Telstra taking ACCC to court over wholesale pricing investigation

21 Jan 2014

Australian fixed line incumbent Telstra is reportedly taking the Australian Competition and Consumer Commission (ACCC) to Federal Court as it presses for limitations on the regulator’s powers. According to the Australian Financial Review, with Telstra also taking three of its rival internet service providers (ISPs) to court, documents lodged in the Federal Court note that the issue relates to the incumbent’s attempts to increase the amount it charged certain wholesale customers for access to its telephone exchanges and underground ducts in the latter half of 2012. Having looked to hike rates charged to Vocus Fibre, Adam Internet and Chime Communications by the rate of inflation, the alternative operators jointly appealed the move to the ACCC, which then agreed to investigate the matter.

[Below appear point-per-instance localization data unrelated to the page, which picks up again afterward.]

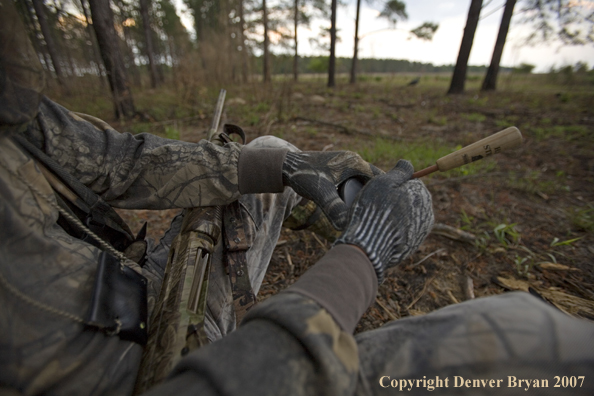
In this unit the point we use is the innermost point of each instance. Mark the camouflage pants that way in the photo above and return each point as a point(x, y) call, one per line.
point(265, 214)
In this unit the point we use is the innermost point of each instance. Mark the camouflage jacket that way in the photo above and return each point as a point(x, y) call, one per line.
point(41, 266)
point(42, 352)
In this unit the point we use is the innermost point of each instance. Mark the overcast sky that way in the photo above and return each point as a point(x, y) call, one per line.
point(451, 17)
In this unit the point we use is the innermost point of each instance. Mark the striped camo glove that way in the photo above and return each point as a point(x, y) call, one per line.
point(390, 218)
point(316, 175)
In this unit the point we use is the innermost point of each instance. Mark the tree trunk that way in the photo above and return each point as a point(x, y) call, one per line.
point(356, 50)
point(296, 57)
point(29, 18)
point(108, 41)
point(49, 41)
point(266, 66)
point(332, 60)
point(93, 39)
point(244, 54)
point(459, 77)
point(490, 82)
point(149, 42)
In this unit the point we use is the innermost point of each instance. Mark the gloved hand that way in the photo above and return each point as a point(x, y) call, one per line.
point(390, 218)
point(316, 175)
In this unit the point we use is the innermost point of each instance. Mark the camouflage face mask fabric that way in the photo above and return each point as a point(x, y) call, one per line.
point(390, 219)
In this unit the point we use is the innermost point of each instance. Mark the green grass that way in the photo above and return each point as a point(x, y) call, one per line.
point(566, 132)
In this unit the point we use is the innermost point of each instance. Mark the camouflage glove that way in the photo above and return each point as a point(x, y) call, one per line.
point(316, 175)
point(390, 218)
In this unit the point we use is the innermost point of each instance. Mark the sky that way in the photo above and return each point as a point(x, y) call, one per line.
point(377, 41)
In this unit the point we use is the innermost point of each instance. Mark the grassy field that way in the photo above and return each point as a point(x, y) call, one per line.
point(529, 213)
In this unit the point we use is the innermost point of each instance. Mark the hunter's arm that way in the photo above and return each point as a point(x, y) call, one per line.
point(296, 343)
point(145, 171)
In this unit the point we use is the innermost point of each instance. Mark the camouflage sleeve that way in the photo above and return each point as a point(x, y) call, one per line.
point(141, 171)
point(287, 345)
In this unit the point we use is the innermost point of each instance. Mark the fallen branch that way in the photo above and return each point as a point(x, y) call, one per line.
point(422, 293)
point(388, 312)
point(429, 255)
point(453, 233)
point(469, 288)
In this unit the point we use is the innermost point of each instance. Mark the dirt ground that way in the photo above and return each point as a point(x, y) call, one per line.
point(523, 222)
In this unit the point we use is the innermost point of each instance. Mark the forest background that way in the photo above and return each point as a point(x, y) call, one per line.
point(522, 221)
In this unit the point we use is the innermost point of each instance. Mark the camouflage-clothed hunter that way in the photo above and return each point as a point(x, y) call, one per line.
point(298, 342)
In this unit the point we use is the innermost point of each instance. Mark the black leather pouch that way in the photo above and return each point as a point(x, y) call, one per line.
point(119, 302)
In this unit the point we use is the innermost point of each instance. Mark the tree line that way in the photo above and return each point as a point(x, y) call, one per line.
point(114, 40)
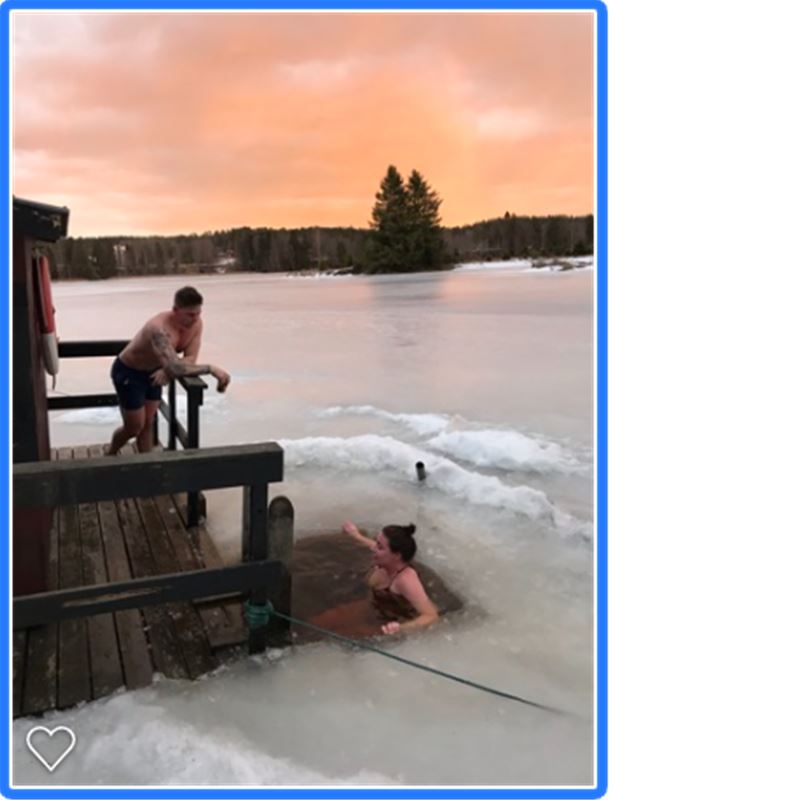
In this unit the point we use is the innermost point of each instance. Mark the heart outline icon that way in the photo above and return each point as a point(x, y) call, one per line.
point(51, 733)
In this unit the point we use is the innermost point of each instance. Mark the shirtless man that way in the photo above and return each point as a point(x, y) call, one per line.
point(150, 360)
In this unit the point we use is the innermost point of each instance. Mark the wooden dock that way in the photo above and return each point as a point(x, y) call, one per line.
point(62, 664)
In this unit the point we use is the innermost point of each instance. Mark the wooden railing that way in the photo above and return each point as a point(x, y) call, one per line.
point(188, 436)
point(263, 573)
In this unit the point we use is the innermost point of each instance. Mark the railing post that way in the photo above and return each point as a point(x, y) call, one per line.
point(254, 548)
point(194, 401)
point(280, 546)
point(173, 416)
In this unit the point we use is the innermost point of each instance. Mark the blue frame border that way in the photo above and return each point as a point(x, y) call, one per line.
point(601, 455)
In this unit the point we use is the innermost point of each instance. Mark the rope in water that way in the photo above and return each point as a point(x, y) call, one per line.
point(258, 616)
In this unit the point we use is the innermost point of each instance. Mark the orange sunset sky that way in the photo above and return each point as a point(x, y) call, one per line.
point(179, 123)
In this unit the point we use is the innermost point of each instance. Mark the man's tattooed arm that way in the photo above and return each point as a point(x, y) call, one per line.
point(171, 362)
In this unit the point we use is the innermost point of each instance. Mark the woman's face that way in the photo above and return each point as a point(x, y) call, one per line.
point(382, 556)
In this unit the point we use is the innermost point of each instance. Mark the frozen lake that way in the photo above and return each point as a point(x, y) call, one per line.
point(486, 375)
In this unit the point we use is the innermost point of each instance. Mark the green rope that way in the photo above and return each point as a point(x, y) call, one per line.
point(441, 673)
point(257, 615)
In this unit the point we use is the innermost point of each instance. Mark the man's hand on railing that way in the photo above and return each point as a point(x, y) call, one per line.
point(223, 378)
point(160, 378)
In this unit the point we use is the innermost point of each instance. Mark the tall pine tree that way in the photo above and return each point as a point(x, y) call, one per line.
point(388, 242)
point(406, 233)
point(426, 237)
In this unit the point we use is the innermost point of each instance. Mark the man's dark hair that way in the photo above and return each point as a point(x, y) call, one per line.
point(188, 296)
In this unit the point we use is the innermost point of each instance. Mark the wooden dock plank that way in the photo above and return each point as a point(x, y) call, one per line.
point(196, 651)
point(20, 646)
point(74, 685)
point(219, 630)
point(39, 690)
point(164, 647)
point(104, 656)
point(137, 666)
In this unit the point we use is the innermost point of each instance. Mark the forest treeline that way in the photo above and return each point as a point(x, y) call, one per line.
point(404, 234)
point(282, 250)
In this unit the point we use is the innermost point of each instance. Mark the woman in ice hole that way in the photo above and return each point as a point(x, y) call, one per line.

For its part Telstra argued, however, that the watchdog did not have the power to pass judgement on the signed commercial contracts, and in its court filing the telco was cited as saying: ‘The determination that the ACCC has jurisdiction . . . to conduct an arbitration between Telstra and Vocus . . . involved an error of law [and/or] involved a jurisdictional error.’

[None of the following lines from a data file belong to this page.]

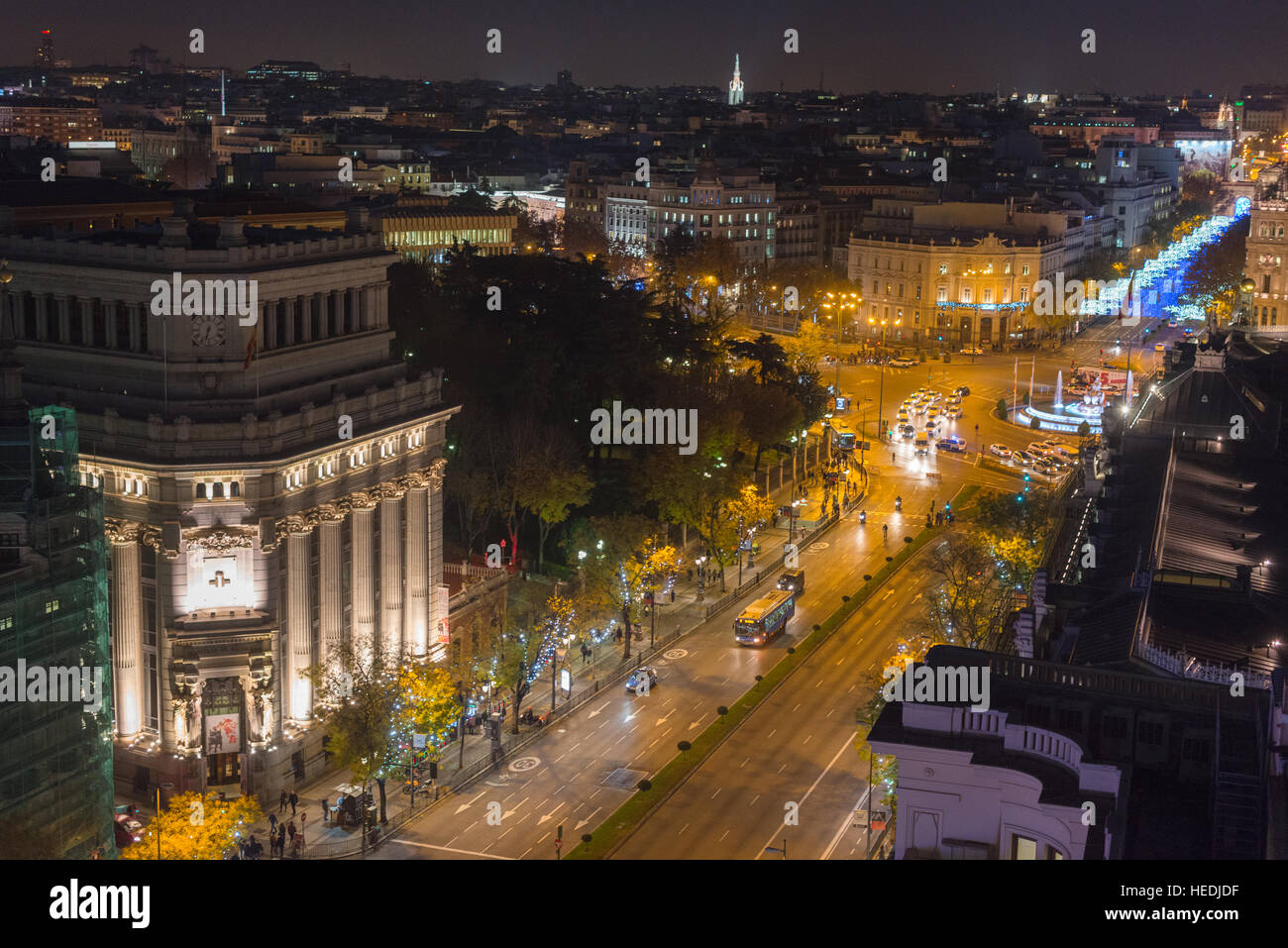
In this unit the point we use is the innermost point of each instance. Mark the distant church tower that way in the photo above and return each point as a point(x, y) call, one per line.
point(735, 84)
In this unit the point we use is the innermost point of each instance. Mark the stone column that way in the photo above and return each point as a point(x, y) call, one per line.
point(42, 317)
point(364, 565)
point(307, 308)
point(416, 616)
point(127, 629)
point(85, 307)
point(299, 621)
point(269, 333)
point(434, 558)
point(322, 301)
point(366, 304)
point(390, 572)
point(351, 311)
point(63, 304)
point(330, 588)
point(134, 314)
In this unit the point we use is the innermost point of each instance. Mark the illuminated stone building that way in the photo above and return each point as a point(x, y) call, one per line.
point(271, 491)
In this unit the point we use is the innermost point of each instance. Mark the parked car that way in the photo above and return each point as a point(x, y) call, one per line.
point(636, 679)
point(793, 581)
point(128, 830)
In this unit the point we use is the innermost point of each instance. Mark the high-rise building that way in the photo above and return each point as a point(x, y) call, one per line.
point(55, 745)
point(735, 84)
point(46, 51)
point(271, 478)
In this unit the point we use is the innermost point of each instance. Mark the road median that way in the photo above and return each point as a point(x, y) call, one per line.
point(622, 823)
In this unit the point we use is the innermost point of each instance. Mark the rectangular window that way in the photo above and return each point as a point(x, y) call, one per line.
point(1022, 848)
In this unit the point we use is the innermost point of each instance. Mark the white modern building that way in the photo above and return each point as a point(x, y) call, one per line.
point(271, 481)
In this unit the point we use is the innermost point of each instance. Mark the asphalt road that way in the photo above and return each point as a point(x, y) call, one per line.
point(565, 779)
point(795, 755)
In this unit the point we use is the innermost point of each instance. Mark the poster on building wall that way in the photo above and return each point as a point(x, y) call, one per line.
point(223, 733)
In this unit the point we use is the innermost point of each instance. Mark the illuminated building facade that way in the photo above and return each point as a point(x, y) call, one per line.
point(1267, 252)
point(271, 492)
point(58, 120)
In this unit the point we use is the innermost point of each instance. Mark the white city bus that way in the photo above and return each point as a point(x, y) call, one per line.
point(765, 618)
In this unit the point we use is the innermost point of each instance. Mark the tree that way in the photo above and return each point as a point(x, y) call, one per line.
point(625, 553)
point(428, 702)
point(359, 698)
point(969, 594)
point(550, 484)
point(518, 660)
point(197, 826)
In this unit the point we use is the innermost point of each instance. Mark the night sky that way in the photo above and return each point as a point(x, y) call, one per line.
point(917, 46)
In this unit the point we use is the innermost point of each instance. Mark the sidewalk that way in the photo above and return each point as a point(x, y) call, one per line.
point(465, 760)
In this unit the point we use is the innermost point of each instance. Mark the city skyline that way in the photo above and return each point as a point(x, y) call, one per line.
point(1154, 54)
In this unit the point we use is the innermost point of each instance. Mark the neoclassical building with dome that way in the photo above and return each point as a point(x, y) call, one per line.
point(271, 481)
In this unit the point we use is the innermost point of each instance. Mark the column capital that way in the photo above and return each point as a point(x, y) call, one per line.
point(436, 472)
point(123, 531)
point(223, 539)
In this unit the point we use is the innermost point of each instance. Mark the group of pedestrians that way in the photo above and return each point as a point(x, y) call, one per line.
point(283, 832)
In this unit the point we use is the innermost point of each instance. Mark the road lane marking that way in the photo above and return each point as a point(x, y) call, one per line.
point(449, 849)
point(849, 741)
point(845, 824)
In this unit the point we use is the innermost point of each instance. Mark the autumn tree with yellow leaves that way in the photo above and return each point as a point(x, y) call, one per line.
point(197, 826)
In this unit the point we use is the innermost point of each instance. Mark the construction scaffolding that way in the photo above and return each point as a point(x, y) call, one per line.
point(55, 756)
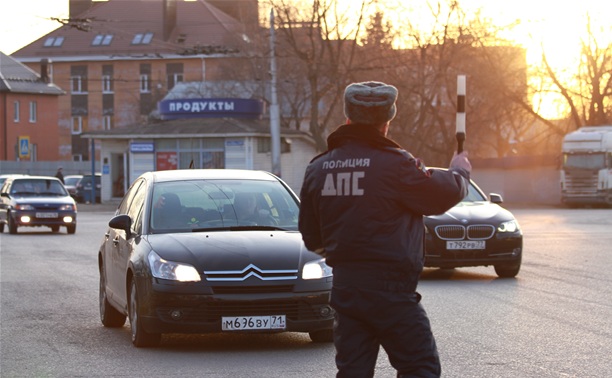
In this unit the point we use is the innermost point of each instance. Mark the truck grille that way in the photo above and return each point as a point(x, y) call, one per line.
point(581, 183)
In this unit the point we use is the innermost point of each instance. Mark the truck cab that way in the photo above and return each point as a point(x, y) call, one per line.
point(586, 174)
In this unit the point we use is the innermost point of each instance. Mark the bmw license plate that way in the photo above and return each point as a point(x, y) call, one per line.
point(465, 244)
point(245, 323)
point(46, 215)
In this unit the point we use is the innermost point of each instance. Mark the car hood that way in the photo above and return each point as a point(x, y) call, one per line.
point(261, 251)
point(38, 201)
point(473, 212)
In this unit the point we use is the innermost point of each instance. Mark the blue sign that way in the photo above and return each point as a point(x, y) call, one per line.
point(142, 147)
point(210, 108)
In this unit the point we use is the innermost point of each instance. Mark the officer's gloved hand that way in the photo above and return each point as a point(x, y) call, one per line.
point(460, 161)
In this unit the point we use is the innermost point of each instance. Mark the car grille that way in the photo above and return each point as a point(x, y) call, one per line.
point(213, 311)
point(252, 289)
point(458, 232)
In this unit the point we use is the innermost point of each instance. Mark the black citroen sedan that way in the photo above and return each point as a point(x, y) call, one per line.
point(36, 201)
point(475, 232)
point(211, 251)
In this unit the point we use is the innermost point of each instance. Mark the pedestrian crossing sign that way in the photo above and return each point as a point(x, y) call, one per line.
point(24, 147)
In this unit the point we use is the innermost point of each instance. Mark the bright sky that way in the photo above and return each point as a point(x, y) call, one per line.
point(557, 25)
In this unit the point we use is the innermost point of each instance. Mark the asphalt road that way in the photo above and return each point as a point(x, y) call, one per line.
point(553, 320)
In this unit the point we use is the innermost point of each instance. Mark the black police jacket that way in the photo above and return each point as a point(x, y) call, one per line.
point(363, 202)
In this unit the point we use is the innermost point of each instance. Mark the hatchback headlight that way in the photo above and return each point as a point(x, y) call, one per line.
point(25, 207)
point(169, 270)
point(316, 269)
point(509, 226)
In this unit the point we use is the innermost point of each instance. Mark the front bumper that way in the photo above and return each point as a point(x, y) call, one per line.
point(500, 250)
point(29, 218)
point(165, 310)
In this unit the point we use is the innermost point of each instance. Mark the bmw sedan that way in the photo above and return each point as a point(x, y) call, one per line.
point(475, 232)
point(211, 251)
point(36, 201)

Commenting on the decision to take the matter to court, an unnamed Telstra spokesman noted: ‘We have a commercial contract with Adam, Chime and Vocus and there is no suggestion that we have breached it, so there is nothing for the ACCC to arbitrate when it comes to these charges … We have not been able to reach agreement with them through a mediation process, so we are asking the court to clarify that the charges in the contract are binding and therefore there is nothing for the ACCC to arbitrate.’